Being able to cover the monthly payment doesn’t necessarily mean that you can afford the loan. Take into account the interest rate and the term of the payment when looking for a loan. Compare APRs and TAR or the total amount repayable. It’s the principal amount plus the interest that you’ll end up paying over the course of your loan. It can be calculated best if you have a fixed interest rate, but it can get tricky when you have variable one. So be wary when comparing loans.

Credit Score

After evaluating yourself and that you can afford that loan that you’re going to take out. It’s time to see if you qualify for that loan or not. Most lenders base your credibility on your credit score.

Your credit score and history are what’s going to lift you up and your financial well-being as the higher your score gets; the better options you are presented.

It’s important to know where you stand on your credit ratings. Any major credit reporting agencies will give you a free credit report annually such as Equifax, Experian, and TransUnion.

Terms of the Loan

Before signing anything, make sure that you fully know what you’re getting into. Double check on the terms and APRs of the loan, and check if there are any fees that will be charged of you.

The most common type of fees is:

  1. Origination Fee – This fee is what lenders charge you for processing the loan. It’s most prevalent on personal, auto, and mortgages. It can also be seen elsewhere; it all depends on the lender.

  2. Failed Payment Fee – A lender may charge you a fee if the check you issued bounces, or to cover for a failed payment when your account has nothing in it.

  3. Prepayment Penalty – Lenders will charge you this fee if you try to pay off your loan early. This is to ensure that lenders will get gain something from the loan. A prepayment penalty is prevalent among personal loans with long payment terms.

  4. Late Payment Fee – This will not only hurt your credit score but your pockets as well. Some lenders are strict and will charge you this fee if you are a day late in your payments.

Taking out a loan can’t be taken lightly and must be planned thoroughly when planning on taking out one. Arm yourself with the knowledge as to avoid putting yourself in a tough financial situation.

Choosing the right lender can be the difference between being buried in debt and in having a good financial standing.

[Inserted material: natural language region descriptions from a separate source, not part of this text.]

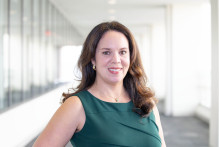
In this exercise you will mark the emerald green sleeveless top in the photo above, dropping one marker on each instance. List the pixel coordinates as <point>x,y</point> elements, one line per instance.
<point>114,125</point>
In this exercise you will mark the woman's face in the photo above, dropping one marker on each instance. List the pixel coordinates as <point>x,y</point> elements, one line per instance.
<point>112,57</point>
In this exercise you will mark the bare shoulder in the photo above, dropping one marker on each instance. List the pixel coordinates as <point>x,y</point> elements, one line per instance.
<point>64,122</point>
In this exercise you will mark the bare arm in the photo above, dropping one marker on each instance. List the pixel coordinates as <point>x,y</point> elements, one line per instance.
<point>157,117</point>
<point>62,125</point>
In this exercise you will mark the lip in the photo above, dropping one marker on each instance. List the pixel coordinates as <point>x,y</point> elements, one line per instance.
<point>114,70</point>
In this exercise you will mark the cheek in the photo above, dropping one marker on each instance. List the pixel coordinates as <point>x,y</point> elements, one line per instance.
<point>126,62</point>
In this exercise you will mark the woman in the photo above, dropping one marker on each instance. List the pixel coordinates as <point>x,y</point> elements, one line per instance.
<point>112,105</point>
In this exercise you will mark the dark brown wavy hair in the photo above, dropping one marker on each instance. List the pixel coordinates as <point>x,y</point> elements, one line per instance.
<point>135,82</point>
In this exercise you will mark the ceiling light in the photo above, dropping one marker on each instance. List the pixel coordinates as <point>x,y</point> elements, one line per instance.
<point>112,18</point>
<point>111,11</point>
<point>112,2</point>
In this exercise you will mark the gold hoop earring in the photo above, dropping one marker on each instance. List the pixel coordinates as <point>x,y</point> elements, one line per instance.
<point>94,67</point>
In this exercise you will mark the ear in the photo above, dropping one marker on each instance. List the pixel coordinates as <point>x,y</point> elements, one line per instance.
<point>93,61</point>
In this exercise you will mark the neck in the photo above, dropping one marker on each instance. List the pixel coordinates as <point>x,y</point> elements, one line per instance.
<point>109,91</point>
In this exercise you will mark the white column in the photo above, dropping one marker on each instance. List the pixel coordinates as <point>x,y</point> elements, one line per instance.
<point>168,100</point>
<point>214,123</point>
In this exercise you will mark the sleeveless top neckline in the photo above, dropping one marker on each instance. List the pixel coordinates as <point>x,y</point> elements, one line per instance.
<point>117,103</point>
<point>114,125</point>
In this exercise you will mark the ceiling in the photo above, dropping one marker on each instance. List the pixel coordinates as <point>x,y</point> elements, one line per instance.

Applying for a loan is easy if you have all the necessary requirements to avail of one. In a nutshell, applying for a loan simply involves the following steps:

Find a lender

Lending companies abound nowadays, and there’s a lender for just about any specific need you can imagine. While a lot of people think that lending companies are very strict when it comes to who is able to get a loan, they’d be surprised to find out that there are lending companies who’ve become more lax with regards to their regulations. Whether you have an excellent credit score, or zero credit score to boast of, somewhere out there is a lender that will cater to your needs.

Meet the requirements

While things like your social security number, current ID, proof of employment, and statement of income may be required by a large bulk of lenders, some will only ask for your I. D. These, and other pertinent should be readied beforehand, to make the process of obtaining a loan easier.

Prepare collateral

If you do not want to go through the conventional route of obtaining a loan, or for some reason are incapable of availing of conventional loans due to a low or non-existent credit score, you should ready some collateral. Whether it’s a car, your house, or anything of value that surpasses the value of your loan – all of these can be used as a form of ‘security’ so you can avail of a loan.

Getting a loan is becoming simpler as time goes by, especially since there is a growing and still rising demand for easily accessible emergency funds for those who need it. Do your research and choose wisely.